The Germans attempted to complete the collection by requisitioning the missing parts during the invasion of Belgium in the First World War, with the exception of the panels of Adam and Eve, which were secured in a Brussels museum after the central part of the polyptych it had been scarred by yet another fire. The Treaty of Versailles however, he forced the defeated Germany to return not only the stolen sections but also those that had been purchased by the King of Prussia.
Between two World Wars
However, the recomposition of the polyptych would not last long. In 1934, unknown thieves took away the panels of Giovanni Battista and the Giudici Integri. The first was returned, the second has never been found and is still replaced by a copy today (the fate of the original was imagined by Albert Camus in ‘The Fall’, whose protagonist, Clamence, keeps it in his Amsterdam apartment).

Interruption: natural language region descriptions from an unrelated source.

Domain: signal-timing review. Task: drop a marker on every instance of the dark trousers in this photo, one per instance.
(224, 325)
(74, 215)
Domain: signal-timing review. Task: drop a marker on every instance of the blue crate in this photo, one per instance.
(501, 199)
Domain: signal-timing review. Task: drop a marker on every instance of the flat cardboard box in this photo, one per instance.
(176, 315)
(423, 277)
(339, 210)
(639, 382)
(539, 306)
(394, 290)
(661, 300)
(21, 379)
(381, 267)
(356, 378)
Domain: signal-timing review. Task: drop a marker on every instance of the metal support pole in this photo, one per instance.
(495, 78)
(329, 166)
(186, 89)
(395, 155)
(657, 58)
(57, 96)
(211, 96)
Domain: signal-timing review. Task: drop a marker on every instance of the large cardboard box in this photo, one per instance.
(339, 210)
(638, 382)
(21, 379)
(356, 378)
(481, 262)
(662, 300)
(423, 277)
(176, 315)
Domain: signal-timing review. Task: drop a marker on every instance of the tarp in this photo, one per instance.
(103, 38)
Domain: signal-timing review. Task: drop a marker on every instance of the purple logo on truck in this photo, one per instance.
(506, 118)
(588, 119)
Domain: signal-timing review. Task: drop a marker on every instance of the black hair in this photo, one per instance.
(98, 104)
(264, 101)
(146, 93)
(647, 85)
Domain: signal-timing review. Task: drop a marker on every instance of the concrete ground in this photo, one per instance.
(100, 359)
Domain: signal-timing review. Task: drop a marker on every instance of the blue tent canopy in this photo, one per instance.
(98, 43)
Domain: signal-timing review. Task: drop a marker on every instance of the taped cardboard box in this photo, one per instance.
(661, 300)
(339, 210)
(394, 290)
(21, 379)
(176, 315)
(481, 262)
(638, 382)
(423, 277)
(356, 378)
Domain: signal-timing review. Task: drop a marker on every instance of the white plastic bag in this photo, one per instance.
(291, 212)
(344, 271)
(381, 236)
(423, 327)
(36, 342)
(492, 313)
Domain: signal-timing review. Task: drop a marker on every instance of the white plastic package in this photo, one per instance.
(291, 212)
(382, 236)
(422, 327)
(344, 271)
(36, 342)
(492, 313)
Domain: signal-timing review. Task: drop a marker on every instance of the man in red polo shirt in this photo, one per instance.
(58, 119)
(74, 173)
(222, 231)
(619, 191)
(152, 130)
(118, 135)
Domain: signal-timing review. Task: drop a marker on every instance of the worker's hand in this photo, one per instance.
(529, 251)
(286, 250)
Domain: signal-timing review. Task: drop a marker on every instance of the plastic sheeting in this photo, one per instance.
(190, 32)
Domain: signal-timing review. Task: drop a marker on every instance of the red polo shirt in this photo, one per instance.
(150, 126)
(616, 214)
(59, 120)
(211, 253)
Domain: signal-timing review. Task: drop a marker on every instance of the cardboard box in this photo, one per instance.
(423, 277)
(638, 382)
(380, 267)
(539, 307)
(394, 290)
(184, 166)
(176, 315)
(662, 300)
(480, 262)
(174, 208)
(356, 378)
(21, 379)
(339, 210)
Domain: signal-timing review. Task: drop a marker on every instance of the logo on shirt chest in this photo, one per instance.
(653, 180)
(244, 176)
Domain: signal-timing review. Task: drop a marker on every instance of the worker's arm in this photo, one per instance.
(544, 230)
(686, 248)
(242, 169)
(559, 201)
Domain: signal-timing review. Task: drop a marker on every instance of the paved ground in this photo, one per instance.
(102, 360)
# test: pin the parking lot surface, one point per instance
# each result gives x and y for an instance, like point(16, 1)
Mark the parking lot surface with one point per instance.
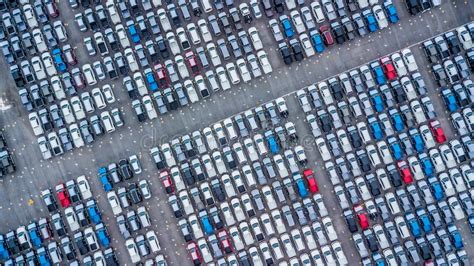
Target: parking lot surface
point(20, 200)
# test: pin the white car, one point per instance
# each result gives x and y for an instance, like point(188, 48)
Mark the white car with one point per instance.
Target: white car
point(108, 93)
point(122, 36)
point(35, 123)
point(76, 135)
point(67, 112)
point(71, 219)
point(409, 60)
point(48, 64)
point(149, 107)
point(191, 91)
point(264, 62)
point(380, 16)
point(132, 250)
point(222, 76)
point(153, 242)
point(98, 98)
point(205, 33)
point(107, 121)
point(89, 74)
point(323, 149)
point(307, 46)
point(38, 68)
point(243, 70)
point(255, 37)
point(77, 107)
point(131, 59)
point(114, 203)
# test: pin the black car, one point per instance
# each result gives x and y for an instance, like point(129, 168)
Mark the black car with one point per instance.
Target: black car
point(285, 53)
point(351, 221)
point(187, 174)
point(279, 8)
point(217, 190)
point(80, 243)
point(338, 32)
point(413, 7)
point(297, 50)
point(125, 170)
point(394, 175)
point(134, 193)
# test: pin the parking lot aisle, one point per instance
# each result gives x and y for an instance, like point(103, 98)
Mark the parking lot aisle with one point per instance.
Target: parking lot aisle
point(315, 162)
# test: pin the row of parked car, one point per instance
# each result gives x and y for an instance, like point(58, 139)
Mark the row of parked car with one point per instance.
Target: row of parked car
point(312, 41)
point(7, 162)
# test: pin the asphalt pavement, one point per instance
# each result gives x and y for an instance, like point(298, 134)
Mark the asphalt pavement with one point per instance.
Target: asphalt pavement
point(19, 193)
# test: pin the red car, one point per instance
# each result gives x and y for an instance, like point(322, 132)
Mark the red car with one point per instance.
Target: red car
point(63, 196)
point(362, 217)
point(327, 36)
point(166, 180)
point(437, 131)
point(313, 185)
point(161, 74)
point(192, 62)
point(193, 251)
point(388, 68)
point(405, 172)
point(226, 245)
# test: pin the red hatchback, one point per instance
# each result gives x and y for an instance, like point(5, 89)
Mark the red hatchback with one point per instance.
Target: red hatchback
point(63, 196)
point(405, 172)
point(226, 245)
point(388, 68)
point(327, 36)
point(193, 251)
point(166, 180)
point(437, 131)
point(313, 185)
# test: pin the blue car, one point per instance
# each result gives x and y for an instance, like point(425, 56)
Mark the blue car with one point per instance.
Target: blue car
point(272, 143)
point(150, 79)
point(94, 213)
point(426, 223)
point(302, 189)
point(450, 100)
point(4, 255)
point(376, 128)
point(370, 21)
point(417, 141)
point(391, 11)
point(413, 224)
point(58, 60)
point(104, 179)
point(43, 257)
point(132, 30)
point(377, 101)
point(102, 235)
point(287, 28)
point(317, 41)
point(378, 72)
point(397, 120)
point(427, 165)
point(34, 236)
point(455, 237)
point(395, 148)
point(206, 224)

With the Second World War, the work ended up in German hands again. The military emissaries of France, Belgium and Germany had undertaken, in the midst of hostilities, to keep the altarpiece in the museum of Pau where it had in the meantime been moved but in 1942 Adolf Hitler he ordered its transport first to the Bavarian castle of Neuschwanstein and then to an Austrian salt mine, to prevent it from being damaged by bombing.
Found in 1945 by the allies, and unfortunately ruined by the underground stay, the polyptych was brought back to Belgium in 1945 at the end of the war. A first restoration, which took place in the 1950s, was followed by the one just completed. Visitors to the Cathedral of San Bavone can now access the work by passing through the crypt, accompanied by a virtual reality tour that tells the genesis of the masterpiece and its eventful vicissitudes. With the hope that Clamence, or whoever for him, will sooner or later sting conscience.